Pharmacy benefit managers (PBMs) have been under fire the last few years both in the press and at the federal and state levels of government for non-transparent pricing and contracting, as well as overall business practices related to highly rebated drugs receiving preferred formulary tier status. Moreover, the "spread pricing" models used by most legacy PBMs make it nearly impossible for the average plan sponsor to run an audit without spending additional dollars, further escalating the cost of providing pharmacy benefits to plan members and their dependents.
Many self-funded plan sponsors struggle to manage the cost of pharmacy benefits and rely on non-transparent contract guarantees to hold PBMs accountable. Meanwhile, drug spend continues to compound at an eye-popping rate in defiance of the savings promised during the procurement process. As a former pharmacy program director for a plan covering more than 16,000 lives, I can tell you that it is possible to stop the "games" PBMs play, control costs, and ensure that all contractual guarantees are met, especially in scenarios where a PBM won't guarantee an all-in per member per month (PMPM) cost for the year.

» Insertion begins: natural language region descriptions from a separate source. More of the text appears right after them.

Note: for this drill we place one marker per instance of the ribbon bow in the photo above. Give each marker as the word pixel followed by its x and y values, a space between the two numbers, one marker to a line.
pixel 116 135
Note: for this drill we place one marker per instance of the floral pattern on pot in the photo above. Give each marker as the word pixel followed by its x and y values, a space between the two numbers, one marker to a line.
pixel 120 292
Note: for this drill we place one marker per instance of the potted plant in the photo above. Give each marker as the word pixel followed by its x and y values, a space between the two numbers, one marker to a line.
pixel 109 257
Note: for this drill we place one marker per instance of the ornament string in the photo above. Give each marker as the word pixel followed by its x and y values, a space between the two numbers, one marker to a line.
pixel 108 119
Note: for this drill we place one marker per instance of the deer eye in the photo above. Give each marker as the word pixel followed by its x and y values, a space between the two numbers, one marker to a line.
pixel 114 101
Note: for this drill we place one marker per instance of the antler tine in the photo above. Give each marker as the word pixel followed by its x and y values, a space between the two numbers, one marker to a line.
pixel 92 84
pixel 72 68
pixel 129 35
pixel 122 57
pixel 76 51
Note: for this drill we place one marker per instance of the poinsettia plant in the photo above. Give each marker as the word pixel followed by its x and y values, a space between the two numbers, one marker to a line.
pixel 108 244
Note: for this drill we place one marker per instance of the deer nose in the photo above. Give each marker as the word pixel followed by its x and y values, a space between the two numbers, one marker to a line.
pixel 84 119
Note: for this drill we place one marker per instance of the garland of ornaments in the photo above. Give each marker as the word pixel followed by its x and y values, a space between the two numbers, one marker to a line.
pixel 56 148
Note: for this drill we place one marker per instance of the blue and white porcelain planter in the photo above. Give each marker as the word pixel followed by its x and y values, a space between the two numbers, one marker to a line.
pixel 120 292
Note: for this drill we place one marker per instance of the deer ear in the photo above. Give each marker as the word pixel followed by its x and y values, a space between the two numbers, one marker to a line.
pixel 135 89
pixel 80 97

Understanding the problem is a part of the solution, but making meaningful changes to the way plan sponsors and brokers evaluate PBMs is where the real opportunity lies. In my experience, benefits brokers and consultants don't always evaluate PBMs on an "apples to apples" basis, and most PBMs rely heavily on average wholesale price (AWP) and maximum allowable cost (MAC) lists in the contracts. It's no wonder that plan sponsors are confused about the true price of medication.